On 14 June, the leaked tapes were produced as evidence before the Gujarat High Court by the counsel for the Gujarat Government, Tushar Mehta. However, the bench refused to consider them as evidence, asking Mehta to take them to CBI for investigation.

A group of social activists alleged that the IB was selectively leaking tapes to the media in order to scuttle the CBI probe just 24 hours ahead of the scheduled hearing of the case in the Gujarat High Court. They also criticized the media for airing the telephone calls without any forensic tests or voice tests.

=== Tehelka report ===

In June 2013, Tehelka magazine published an exposé that revealed that the CBI had in its possession an audio recording of a conversation between Gujarat's former Minister of State Praful Khoda Patel, senior IAS officer G. C. Murmu, and other top officials in a meeting called to chalk out a plan to safeguard the interests of the officers whose names could crop up in the investigation. The conversation was secretly recorded by a meeting attendee, Girish Laxman Singhal, one of the two accused police officers who had been arrested by the CBI in the case.

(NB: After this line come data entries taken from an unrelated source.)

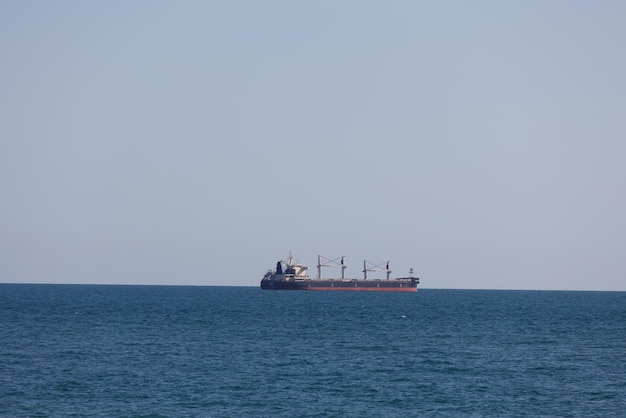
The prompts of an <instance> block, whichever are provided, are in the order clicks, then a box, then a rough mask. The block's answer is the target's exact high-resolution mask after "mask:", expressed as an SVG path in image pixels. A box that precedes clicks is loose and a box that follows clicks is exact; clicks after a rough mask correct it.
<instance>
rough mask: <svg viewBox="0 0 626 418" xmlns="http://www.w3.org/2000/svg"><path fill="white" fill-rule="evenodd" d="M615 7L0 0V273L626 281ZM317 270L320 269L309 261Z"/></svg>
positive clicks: (203, 280)
mask: <svg viewBox="0 0 626 418" xmlns="http://www.w3.org/2000/svg"><path fill="white" fill-rule="evenodd" d="M625 21H626V2H623V1H621V0H620V1H602V0H601V1H575V0H568V1H559V0H555V1H532V0H531V1H510V2H502V1H483V0H477V1H472V2H467V1H447V0H446V1H397V0H391V1H361V0H359V1H350V0H345V1H324V0H320V1H296V2H294V1H273V0H268V1H245V0H235V1H191V0H189V1H187V0H185V1H180V2H173V1H158V0H155V1H140V0H134V1H118V0H111V1H105V2H84V1H65V0H59V1H54V2H51V1H36V0H34V1H28V2H24V1H13V0H3V1H0V57H1V60H0V62H1V65H0V282H3V283H86V284H92V283H93V284H168V285H215V286H222V285H233V286H258V284H259V281H260V279H261V277H262V276H263V274H264V273H265V272H266V271H267V270H268V269H269V268H272V267H274V266H275V263H276V261H277V260H279V259H284V258H286V257H287V256H288V255H289V252H290V251H291V252H292V254H293V255H294V257H295V258H297V259H298V260H299V261H300V262H302V263H304V264H305V265H308V266H309V268H310V273H311V275H312V276H314V275H315V274H316V268H315V265H316V262H317V256H318V254H320V255H322V256H325V257H328V258H336V257H340V256H342V255H343V256H346V261H347V263H348V269H347V272H346V274H347V276H350V277H361V276H362V272H361V270H362V266H363V260H364V259H366V260H368V261H370V262H372V263H373V264H379V263H382V262H385V261H387V260H391V268H392V270H393V273H392V276H396V275H397V276H406V275H407V274H408V271H409V269H410V268H413V269H414V270H415V273H416V275H417V276H419V277H420V278H421V287H423V288H442V289H446V288H452V289H538V290H617V291H624V290H626V274H625V272H626V219H625V217H626V193H625V191H626V164H625V163H624V161H625V159H626V76H625V74H626V49H625V48H624V40H625V39H626V25H624V22H625ZM324 274H325V276H330V275H333V274H340V271H338V270H336V271H330V270H329V271H328V272H325V273H324Z"/></svg>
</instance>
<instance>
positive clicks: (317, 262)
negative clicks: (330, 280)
mask: <svg viewBox="0 0 626 418" xmlns="http://www.w3.org/2000/svg"><path fill="white" fill-rule="evenodd" d="M322 267H341V278H342V279H344V278H345V272H346V267H347V266H346V257H345V256H343V255H342V256H341V257H339V258H335V259H334V260H331V259H330V258H326V257H322V256H321V255H318V256H317V278H318V279H321V278H322Z"/></svg>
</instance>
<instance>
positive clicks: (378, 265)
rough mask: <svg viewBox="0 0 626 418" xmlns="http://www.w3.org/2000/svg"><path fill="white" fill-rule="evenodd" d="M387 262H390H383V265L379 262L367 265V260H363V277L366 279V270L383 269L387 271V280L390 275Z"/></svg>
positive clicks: (386, 271) (389, 271) (389, 268)
mask: <svg viewBox="0 0 626 418" xmlns="http://www.w3.org/2000/svg"><path fill="white" fill-rule="evenodd" d="M389 263H391V262H390V261H387V263H385V265H383V264H382V263H381V264H376V265H374V266H372V267H370V266H369V263H368V261H367V260H363V278H364V279H367V272H368V271H384V272H386V273H387V280H389V277H391V269H390V268H389Z"/></svg>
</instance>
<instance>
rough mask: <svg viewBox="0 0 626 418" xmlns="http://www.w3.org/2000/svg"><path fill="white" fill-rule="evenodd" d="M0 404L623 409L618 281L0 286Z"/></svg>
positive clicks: (156, 408)
mask: <svg viewBox="0 0 626 418" xmlns="http://www.w3.org/2000/svg"><path fill="white" fill-rule="evenodd" d="M0 416H7V417H19V416H36V417H37V416H42V417H43V416H58V417H69V416H108V417H109V416H110V417H115V416H129V417H135V416H137V417H139V416H154V417H158V416H164V417H182V416H201V417H204V416H207V417H213V416H214V417H237V416H250V417H258V416H267V417H270V416H271V417H275V416H282V417H303V416H311V417H330V416H337V417H364V416H372V417H374V416H378V417H382V416H384V417H389V416H394V417H405V416H454V417H456V416H599V417H608V416H622V417H623V416H626V292H556V291H553V292H548V291H487V290H429V289H426V290H422V289H420V290H419V291H418V292H417V293H406V294H399V293H365V292H364V293H354V292H303V291H299V292H298V291H262V290H260V289H259V288H253V287H176V286H95V285H12V284H0Z"/></svg>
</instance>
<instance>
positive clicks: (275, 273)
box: [261, 254, 419, 292]
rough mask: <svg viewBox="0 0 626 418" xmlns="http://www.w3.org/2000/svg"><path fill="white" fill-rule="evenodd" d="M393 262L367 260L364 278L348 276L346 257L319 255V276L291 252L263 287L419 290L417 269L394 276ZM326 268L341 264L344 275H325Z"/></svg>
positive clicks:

=== Resignation of Vanzara ===
On 1 September 2013, Senior Gujarat Police Officer D G Vanzara said he had resigned from IPS and blamed a lack of interest shown by the state government in rescuing him and other police officers jailed in police encounter cases. He sent his resignation from Sabarmati Jail, but his resignation was refused. He retired in 2014 while still in jail and was released on bail in 2015 after nearly eight months of imprisonment.

== 2014 developments ==

=== 2014 CBI report ===
In May 2014, CBI filed a report before a special court in Ahmedabad that it did not have prosecutable evidence against former Gujarat Minister Amit Shah.

== 2016 developments ==
Allegations against an unnamed congress politician by one of the accused officers.
In February 2016, one of the officers accused in the case, former Intelligence Bureau Special Director Rajinder Kumar, said he was pressured and offered "allurements" to implicate the then Gujarat Chief Minister Narendra Modi in the case in an attempt to defame Modi. He said there was a conspiracy against Modi led by a senior Congress leader from Gujarat. Later in March 2016, R. V. S. Mani, former under secretary (Internal Security) in the Ministry of Home Affairs, who signed the two affadavits in the case, alleged that "he was ordered to sign on the second affidavit", and that SIT chief Satish Verma tortured him with cigarette stubs during his examination in 2013. He alledged that it was fake encounter and then UPA government wanted to implicate Gujarat intelligence officers.